A student wants to use Gauss's law to find the electric field at distance r from an infinitely long wire carrying uniform linear charge density λ. She draws a spherical Gaussian surface of radius r centered on the wire. Why will this fail to give her the field directly?
AGauss's law only applies to spherical charge distributions, not line charges
BThe spherical surface does not enclose the correct amount of charge
COn a spherical surface, E is not uniform in magnitude and not everywhere perpendicular to the surface, so the flux integral cannot be simplified
DGauss's law requires the surface to extend to infinity for infinite charge distributions
Gauss's law is always valid — the flux through any closed surface equals Q_enc/ε₀. The problem is that for a spherical surface around a wire, the electric field is not constant in magnitude and is not everywhere perpendicular to the surface (it points radially outward from the wire, not radially outward from the sphere's center). This means the flux integral ∮ E⃗·dA⃗ cannot be replaced with E·A. The correct Gaussian surface is a coaxial cylinder, on whose curved surface E is constant in magnitude and perpendicular, allowing the integral to collapse to E·(2πrL) = λL/ε₀.

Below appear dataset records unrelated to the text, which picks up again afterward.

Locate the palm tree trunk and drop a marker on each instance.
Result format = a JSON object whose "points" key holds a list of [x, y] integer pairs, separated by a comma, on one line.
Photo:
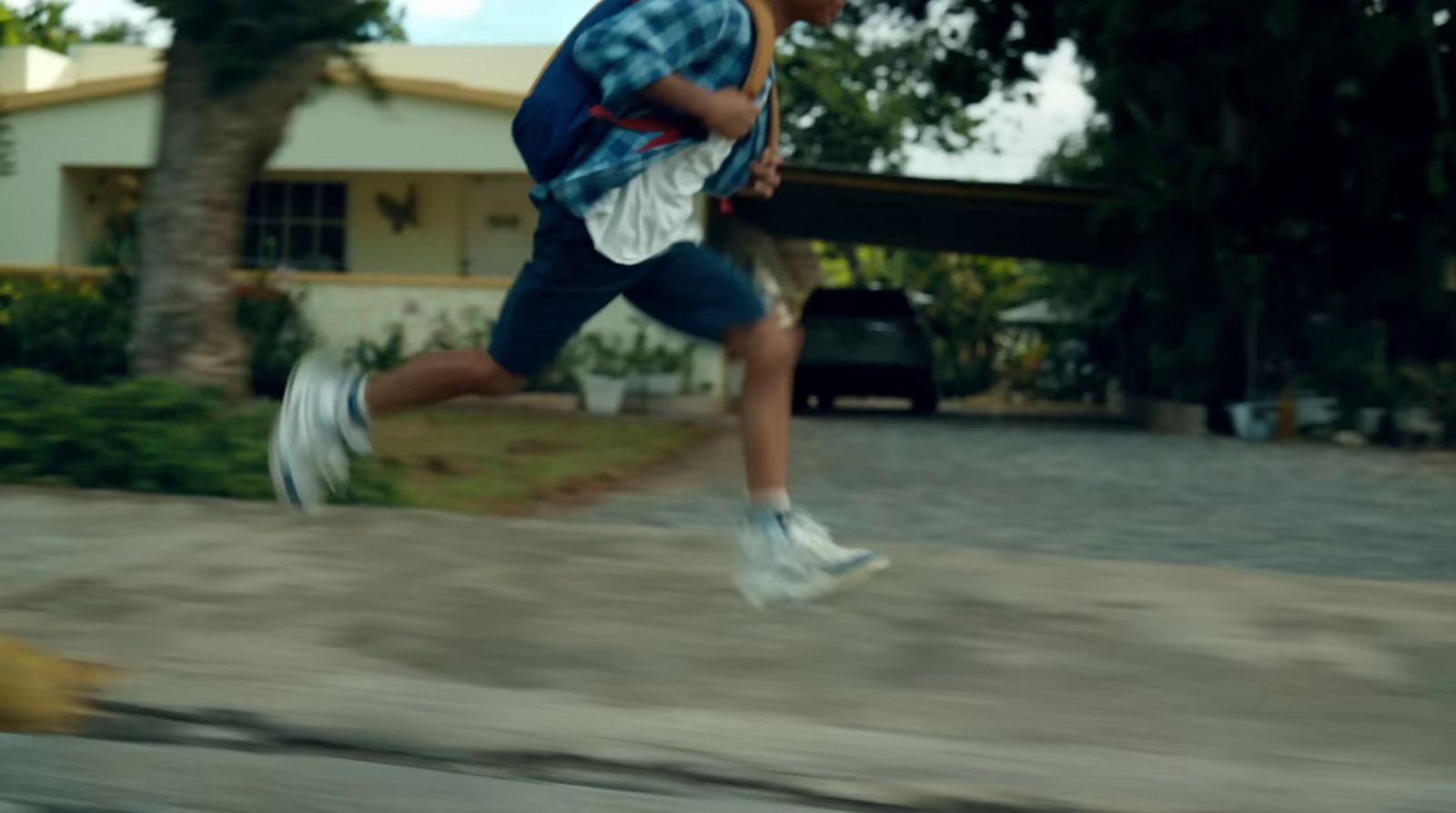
{"points": [[213, 145]]}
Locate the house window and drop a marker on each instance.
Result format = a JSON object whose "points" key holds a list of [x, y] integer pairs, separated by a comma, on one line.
{"points": [[296, 225]]}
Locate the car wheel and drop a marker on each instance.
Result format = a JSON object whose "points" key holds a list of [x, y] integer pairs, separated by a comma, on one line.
{"points": [[926, 402], [801, 402]]}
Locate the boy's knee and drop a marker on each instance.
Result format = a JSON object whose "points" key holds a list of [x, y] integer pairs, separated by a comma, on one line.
{"points": [[771, 346], [490, 378]]}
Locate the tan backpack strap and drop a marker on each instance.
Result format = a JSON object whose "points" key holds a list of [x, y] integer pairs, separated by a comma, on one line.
{"points": [[774, 118], [764, 38]]}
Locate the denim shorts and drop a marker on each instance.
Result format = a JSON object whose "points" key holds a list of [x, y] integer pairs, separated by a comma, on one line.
{"points": [[691, 289]]}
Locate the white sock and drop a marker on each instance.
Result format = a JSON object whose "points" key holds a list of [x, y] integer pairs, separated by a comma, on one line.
{"points": [[769, 502]]}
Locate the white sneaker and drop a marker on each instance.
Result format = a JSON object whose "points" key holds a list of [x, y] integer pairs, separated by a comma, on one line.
{"points": [[315, 433], [793, 558]]}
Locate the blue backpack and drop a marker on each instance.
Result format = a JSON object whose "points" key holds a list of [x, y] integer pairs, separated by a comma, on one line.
{"points": [[564, 102]]}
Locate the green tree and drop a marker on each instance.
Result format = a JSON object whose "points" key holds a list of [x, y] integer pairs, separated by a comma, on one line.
{"points": [[235, 73], [965, 298], [858, 94], [1281, 158], [46, 26]]}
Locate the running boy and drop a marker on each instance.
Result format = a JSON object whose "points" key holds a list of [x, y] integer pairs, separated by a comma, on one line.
{"points": [[621, 222]]}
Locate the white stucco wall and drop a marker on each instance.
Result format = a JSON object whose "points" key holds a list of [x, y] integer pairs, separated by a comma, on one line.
{"points": [[337, 131], [29, 69], [492, 67], [342, 313]]}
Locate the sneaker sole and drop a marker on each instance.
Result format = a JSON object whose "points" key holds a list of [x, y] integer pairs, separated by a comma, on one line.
{"points": [[836, 584], [284, 480]]}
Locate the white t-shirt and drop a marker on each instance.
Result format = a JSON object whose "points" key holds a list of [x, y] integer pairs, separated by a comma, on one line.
{"points": [[654, 211]]}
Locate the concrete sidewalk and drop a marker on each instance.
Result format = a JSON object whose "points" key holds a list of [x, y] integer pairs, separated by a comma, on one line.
{"points": [[621, 655]]}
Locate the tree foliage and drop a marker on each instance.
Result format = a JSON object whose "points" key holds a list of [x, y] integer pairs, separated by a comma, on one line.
{"points": [[1285, 159], [965, 298], [244, 40], [858, 94], [44, 25]]}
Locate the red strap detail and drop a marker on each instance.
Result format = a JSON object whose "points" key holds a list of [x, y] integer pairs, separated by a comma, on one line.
{"points": [[669, 133]]}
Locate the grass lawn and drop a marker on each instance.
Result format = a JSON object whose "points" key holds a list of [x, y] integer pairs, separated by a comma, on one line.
{"points": [[504, 462]]}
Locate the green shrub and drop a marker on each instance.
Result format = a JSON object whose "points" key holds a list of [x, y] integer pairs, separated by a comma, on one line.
{"points": [[273, 324], [73, 330], [79, 330], [143, 434]]}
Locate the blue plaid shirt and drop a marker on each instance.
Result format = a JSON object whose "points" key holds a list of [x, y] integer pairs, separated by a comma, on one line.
{"points": [[708, 43]]}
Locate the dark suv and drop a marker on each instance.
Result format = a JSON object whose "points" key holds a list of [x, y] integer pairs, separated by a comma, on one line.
{"points": [[865, 342]]}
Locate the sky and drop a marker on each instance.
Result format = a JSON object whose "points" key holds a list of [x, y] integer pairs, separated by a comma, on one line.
{"points": [[1016, 137]]}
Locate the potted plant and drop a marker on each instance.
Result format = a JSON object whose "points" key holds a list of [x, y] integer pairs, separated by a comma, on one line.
{"points": [[604, 383]]}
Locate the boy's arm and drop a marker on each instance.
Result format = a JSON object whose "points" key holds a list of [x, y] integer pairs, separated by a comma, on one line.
{"points": [[730, 113], [641, 51]]}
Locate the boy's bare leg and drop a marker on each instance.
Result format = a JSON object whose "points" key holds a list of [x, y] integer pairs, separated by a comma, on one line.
{"points": [[784, 554], [436, 378], [769, 351], [328, 410]]}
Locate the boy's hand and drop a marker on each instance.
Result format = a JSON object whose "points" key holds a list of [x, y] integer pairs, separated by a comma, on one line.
{"points": [[730, 113], [763, 175]]}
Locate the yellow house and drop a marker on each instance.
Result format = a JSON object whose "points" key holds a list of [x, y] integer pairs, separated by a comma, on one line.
{"points": [[386, 213]]}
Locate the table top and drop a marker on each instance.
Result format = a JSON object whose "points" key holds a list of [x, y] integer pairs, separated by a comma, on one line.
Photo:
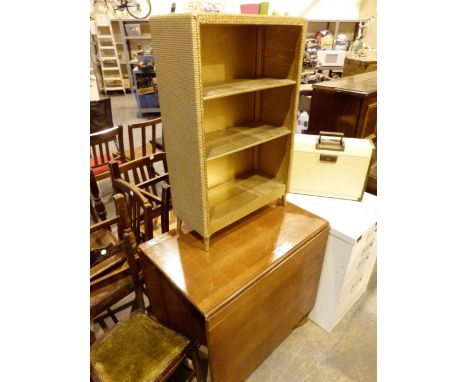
{"points": [[363, 84], [239, 254], [348, 219]]}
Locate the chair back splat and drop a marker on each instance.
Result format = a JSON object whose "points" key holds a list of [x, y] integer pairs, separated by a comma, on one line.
{"points": [[101, 153], [148, 141]]}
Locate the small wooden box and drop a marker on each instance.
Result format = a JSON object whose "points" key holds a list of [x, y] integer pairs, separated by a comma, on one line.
{"points": [[349, 257], [330, 172]]}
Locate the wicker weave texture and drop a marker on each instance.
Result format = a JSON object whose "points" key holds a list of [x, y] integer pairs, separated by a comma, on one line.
{"points": [[174, 39], [272, 54]]}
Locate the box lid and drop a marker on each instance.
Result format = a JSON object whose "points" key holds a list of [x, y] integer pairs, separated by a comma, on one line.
{"points": [[353, 146], [349, 219]]}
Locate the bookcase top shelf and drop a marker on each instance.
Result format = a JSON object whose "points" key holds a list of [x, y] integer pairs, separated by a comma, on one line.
{"points": [[237, 138], [232, 87], [233, 19]]}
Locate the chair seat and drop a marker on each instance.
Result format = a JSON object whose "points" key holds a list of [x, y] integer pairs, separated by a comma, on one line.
{"points": [[103, 238], [139, 349], [103, 168]]}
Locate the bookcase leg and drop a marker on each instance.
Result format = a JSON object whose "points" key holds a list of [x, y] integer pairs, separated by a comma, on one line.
{"points": [[284, 202], [206, 243], [179, 224]]}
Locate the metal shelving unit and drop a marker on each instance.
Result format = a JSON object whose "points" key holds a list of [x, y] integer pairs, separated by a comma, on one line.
{"points": [[336, 27], [131, 60], [108, 57]]}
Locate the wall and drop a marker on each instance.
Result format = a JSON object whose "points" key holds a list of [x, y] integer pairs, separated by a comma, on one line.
{"points": [[368, 9], [316, 9]]}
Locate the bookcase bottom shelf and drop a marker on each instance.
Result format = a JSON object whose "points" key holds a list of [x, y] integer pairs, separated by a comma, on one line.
{"points": [[237, 198]]}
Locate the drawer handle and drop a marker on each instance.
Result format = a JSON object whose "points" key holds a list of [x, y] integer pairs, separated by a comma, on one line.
{"points": [[367, 249], [328, 158], [356, 283]]}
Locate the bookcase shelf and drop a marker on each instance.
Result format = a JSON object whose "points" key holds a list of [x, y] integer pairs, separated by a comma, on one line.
{"points": [[228, 87], [232, 139], [239, 86], [232, 200]]}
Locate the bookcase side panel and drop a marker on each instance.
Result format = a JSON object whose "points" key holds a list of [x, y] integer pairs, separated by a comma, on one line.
{"points": [[176, 46]]}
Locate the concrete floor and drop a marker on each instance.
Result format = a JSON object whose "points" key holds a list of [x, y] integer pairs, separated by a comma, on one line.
{"points": [[309, 353]]}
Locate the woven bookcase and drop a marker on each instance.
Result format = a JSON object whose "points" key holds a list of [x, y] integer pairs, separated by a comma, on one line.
{"points": [[228, 87]]}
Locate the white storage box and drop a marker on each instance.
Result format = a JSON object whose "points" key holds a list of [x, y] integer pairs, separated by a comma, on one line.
{"points": [[350, 254], [330, 165]]}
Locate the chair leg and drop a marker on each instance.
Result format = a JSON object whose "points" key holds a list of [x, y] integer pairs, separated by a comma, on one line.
{"points": [[196, 364], [112, 315]]}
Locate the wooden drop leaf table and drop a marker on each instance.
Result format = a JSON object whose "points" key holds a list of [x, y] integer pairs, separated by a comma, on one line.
{"points": [[243, 297]]}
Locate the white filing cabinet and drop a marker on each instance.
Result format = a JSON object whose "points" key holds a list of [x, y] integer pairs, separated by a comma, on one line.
{"points": [[350, 254]]}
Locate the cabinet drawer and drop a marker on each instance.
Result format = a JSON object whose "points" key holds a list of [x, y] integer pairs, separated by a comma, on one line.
{"points": [[360, 262], [352, 290]]}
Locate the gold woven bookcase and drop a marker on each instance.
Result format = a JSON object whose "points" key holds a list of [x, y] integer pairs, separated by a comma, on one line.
{"points": [[228, 87]]}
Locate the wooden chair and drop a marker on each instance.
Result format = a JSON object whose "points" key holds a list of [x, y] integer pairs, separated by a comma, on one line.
{"points": [[100, 117], [101, 153], [140, 349], [142, 211], [111, 278], [98, 209], [153, 183], [146, 146]]}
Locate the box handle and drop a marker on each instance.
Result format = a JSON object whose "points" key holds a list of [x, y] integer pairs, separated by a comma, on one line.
{"points": [[330, 144], [328, 158]]}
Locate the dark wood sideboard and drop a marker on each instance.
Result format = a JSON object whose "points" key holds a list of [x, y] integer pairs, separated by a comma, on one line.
{"points": [[242, 298], [348, 105]]}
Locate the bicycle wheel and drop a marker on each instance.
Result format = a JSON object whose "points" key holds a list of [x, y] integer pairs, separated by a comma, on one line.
{"points": [[139, 9]]}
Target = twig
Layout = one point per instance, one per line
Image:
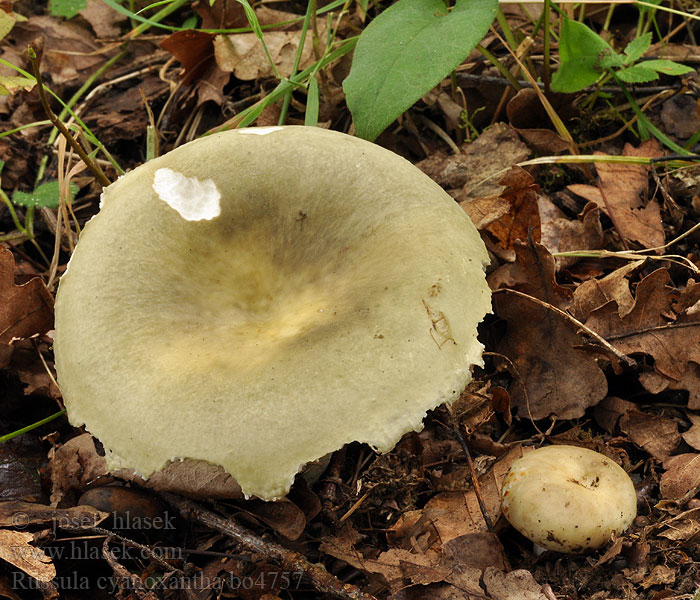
(622, 357)
(620, 336)
(321, 579)
(472, 471)
(611, 214)
(58, 124)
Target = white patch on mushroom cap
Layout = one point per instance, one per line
(195, 200)
(259, 130)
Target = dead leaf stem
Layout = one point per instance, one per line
(620, 336)
(622, 357)
(317, 574)
(58, 124)
(611, 214)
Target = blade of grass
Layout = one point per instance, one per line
(19, 432)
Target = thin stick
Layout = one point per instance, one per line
(58, 124)
(611, 214)
(622, 357)
(475, 478)
(321, 579)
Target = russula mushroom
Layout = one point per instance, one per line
(568, 499)
(257, 298)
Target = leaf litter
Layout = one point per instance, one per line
(586, 349)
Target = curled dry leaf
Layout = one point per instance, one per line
(682, 475)
(625, 187)
(652, 327)
(15, 548)
(528, 117)
(18, 513)
(657, 435)
(594, 293)
(25, 310)
(522, 220)
(559, 378)
(76, 465)
(516, 585)
(560, 234)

Question 2 Multiple Choice
The electric field at distance r from an infinite line charge drops off as 1/r, while the field from a point charge drops off as 1/r². What physical reason explains this difference?
ALine charges are weaker than point charges, so their fields are smaller at all distances
BFor a line charge, the flux spreads over a cylindrical surface (area ∝ r) rather than a spherical surface (area ∝ r²), so E ∝ 1/r rather than 1/r²
CThe 1/r falloff is an approximation that only holds near the wire
DPoint charges obey the inverse square law; line charges are an exception that violates it
The key insight from Gauss's law: E is determined by dividing Q_enc by the area of the Gaussian surface. For a point charge, the natural surface is a sphere with area 4πr², giving E ∝ 1/r². For an infinite line charge, the natural surface is a cylinder with curved-surface area 2πrL, giving E ∝ 1/r. The dimensionality of the charge distribution determines how the flux spreads: a point (0D) source spreads over spheres, a line (1D) source spreads over cylinders. This is not an exception to electrostatics — it follows directly from the geometry of flux spreading.
Question 3 True / False
Outside a uniformly charged spherical shell, the electric field is identical to that of a point charge with the same total charge located at the shell's center.
TTrue
FFalse
Answer: True
This is one of the most powerful results from Gauss's law applied to spherical symmetry. Drawing a concentric spherical Gaussian surface of radius r > R (the shell radius), the enclosed charge is Q regardless of how it is distributed on the shell's surface, and by symmetry E is radially outward and uniform on this surface. The result E = Q/(4πε₀r²) is identical to a point charge — the shell's internal structure is invisible to an external observer. This is the shell theorem, which also applies to gravity: Earth pulls you as if all its mass were at its center.
Question 4 True / False
Gauss's law can be used to directly calculate the electric field from any charge distribution, provided you choose the Gaussian surface carefully enough.
TTrue
FFalse
Answer: False
Gauss's law is always valid as a relation between flux and enclosed charge — but 'calculating E directly' requires being able to pull E outside the integral, which demands that E be uniform in magnitude and perpendicular to the Gaussian surface everywhere. This is only possible when the charge distribution has spherical, cylindrical, or planar symmetry. For an arbitrary charge distribution (e.g., a uniformly charged disk, or two separated point charges), no Gaussian surface has E constant and perpendicular on it, so the integral cannot be simplified. In those cases, you must use direct integration (Coulomb's law) or numerical methods.
Question 5 Short Answer
Before applying Gauss's law, you must argue from symmetry that the electric field has a certain direction and dependence on position. Why is this step essential, and what specifically must you establish?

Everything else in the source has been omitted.